Most of what Americans owned used to be made here. From shoes and clothes to cars and washing machines, what we used daily was American-made, and the new hair dryers, bicycles, bedroom sets, televisions or air conditioners families bought not only brought them enjoyment but kept their neighbors at work making the items, warehousing them, transporting them, retailing them, repairing them.
In 1953, manufacturing accounted for 28.3 percent of our gross domestic product. By 1960 the figure had fallen a little, to about 25 percent; manufacturing then provided jobs to 26 percent of the workforce.
But by now, manufacturing only accounts for a little over 11 percent of GDP—less than government, which generates 12.4 percent—and the percentage of the workforce it employs has fallen accordingly. The implications of this are farreaching and not merely obvious; as Harold Meyerson explained in a recent op-ed in the Washington Post, professional positions as well as less skilled jobs go away when manufacturing leaves for other countries.
In 2007, for example, 63 percent of American scientists and engineers worked in industry; last year, while 4.1 percent of all employed Americans lost their jobs, a much higher percentage of scientists and engineers—6.3 percent—lost theirs.
Meyerson’s discussion draws information from a new book, The Betrayal of American Prosperity by Clyde Prestowitz, which abounds with just such facts—facts that illuminate both our current situation and the future that awaits us if we don’t rebuild our manufacturing base. Not only is employment for our people at stake in that future; self-sufficiency in manufacturing enhances our security.
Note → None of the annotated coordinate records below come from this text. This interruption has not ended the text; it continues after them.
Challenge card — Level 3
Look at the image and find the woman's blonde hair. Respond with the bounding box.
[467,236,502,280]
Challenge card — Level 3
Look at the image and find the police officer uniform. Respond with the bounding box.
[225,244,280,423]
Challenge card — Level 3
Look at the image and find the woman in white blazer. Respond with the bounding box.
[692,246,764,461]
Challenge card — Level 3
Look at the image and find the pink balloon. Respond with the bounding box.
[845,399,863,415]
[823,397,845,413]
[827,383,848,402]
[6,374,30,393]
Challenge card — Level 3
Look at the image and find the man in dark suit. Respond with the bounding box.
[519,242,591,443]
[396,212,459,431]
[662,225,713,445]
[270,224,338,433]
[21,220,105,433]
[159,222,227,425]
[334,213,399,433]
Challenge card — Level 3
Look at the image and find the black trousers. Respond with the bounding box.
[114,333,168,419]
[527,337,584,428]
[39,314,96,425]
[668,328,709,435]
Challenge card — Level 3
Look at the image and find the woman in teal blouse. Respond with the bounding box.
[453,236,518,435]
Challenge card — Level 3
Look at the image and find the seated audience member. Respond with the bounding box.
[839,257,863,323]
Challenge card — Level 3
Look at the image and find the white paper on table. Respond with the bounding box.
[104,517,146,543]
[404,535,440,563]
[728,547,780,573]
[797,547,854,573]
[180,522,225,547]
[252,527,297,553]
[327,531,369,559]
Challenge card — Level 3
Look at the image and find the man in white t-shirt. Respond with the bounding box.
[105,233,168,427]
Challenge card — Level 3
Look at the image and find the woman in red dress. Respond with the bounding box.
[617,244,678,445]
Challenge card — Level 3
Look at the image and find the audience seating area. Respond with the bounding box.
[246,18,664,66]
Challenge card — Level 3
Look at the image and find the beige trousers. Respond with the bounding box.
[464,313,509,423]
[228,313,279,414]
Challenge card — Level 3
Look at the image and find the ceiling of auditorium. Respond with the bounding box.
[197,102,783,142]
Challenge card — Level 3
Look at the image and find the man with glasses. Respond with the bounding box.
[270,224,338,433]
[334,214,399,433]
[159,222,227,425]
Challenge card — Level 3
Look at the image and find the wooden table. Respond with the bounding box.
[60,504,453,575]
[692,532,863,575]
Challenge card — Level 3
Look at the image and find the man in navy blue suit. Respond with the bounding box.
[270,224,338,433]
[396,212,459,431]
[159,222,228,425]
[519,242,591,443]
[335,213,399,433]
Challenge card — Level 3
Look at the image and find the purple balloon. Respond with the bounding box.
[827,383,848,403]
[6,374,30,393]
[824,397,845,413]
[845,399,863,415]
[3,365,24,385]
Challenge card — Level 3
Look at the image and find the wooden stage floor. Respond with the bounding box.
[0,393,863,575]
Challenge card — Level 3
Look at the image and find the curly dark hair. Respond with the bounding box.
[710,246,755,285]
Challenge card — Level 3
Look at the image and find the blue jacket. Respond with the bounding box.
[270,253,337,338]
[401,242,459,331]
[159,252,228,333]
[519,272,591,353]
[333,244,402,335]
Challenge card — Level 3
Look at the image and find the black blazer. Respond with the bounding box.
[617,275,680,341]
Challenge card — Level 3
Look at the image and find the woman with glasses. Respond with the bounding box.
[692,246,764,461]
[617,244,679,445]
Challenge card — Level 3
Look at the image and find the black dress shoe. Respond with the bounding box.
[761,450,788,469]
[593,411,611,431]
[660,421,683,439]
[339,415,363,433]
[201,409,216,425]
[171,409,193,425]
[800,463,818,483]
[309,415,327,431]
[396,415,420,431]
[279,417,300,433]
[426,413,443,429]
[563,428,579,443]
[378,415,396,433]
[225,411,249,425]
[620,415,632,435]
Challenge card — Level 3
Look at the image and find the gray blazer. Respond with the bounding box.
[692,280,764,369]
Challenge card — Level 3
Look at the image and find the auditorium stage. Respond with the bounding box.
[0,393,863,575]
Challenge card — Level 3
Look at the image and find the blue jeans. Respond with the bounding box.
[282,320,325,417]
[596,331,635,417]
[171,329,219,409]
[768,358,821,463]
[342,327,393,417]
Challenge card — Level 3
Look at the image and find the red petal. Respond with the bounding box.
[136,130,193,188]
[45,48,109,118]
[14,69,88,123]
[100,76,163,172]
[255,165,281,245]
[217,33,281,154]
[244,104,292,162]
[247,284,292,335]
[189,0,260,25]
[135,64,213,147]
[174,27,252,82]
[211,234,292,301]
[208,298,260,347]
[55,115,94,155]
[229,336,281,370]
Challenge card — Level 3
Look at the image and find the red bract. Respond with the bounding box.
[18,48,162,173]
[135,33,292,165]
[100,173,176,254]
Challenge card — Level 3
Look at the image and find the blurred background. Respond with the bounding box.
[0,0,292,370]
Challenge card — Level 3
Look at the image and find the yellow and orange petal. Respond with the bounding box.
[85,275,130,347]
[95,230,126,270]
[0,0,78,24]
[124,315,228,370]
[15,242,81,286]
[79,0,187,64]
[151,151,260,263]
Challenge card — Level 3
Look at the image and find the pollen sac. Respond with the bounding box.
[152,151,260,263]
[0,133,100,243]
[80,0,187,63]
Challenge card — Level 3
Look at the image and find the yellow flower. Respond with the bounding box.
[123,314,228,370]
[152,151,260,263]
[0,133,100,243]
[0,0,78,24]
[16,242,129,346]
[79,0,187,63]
And there are other issues, including our status—no longer what it once was—as a center for research and development of numerous technologies.
Electronic technologies, green technologies—the U.S. is no longer the leading manufacturing center for them, as Prestowitz shows. “There is only one American company among the world’s top 10 producers of photovoltaic cells,” he points out. “Germany’s Q-Cells is the world’s leading producer, while Japanese and Chinese producers each have about 30 percent of the global market.”
In 1999, he adds, 36 percent of semiconductor wafers [from which computer chips are made] were produced here; by 2004 the figure had dropped to 20 percent, then it fell to 15.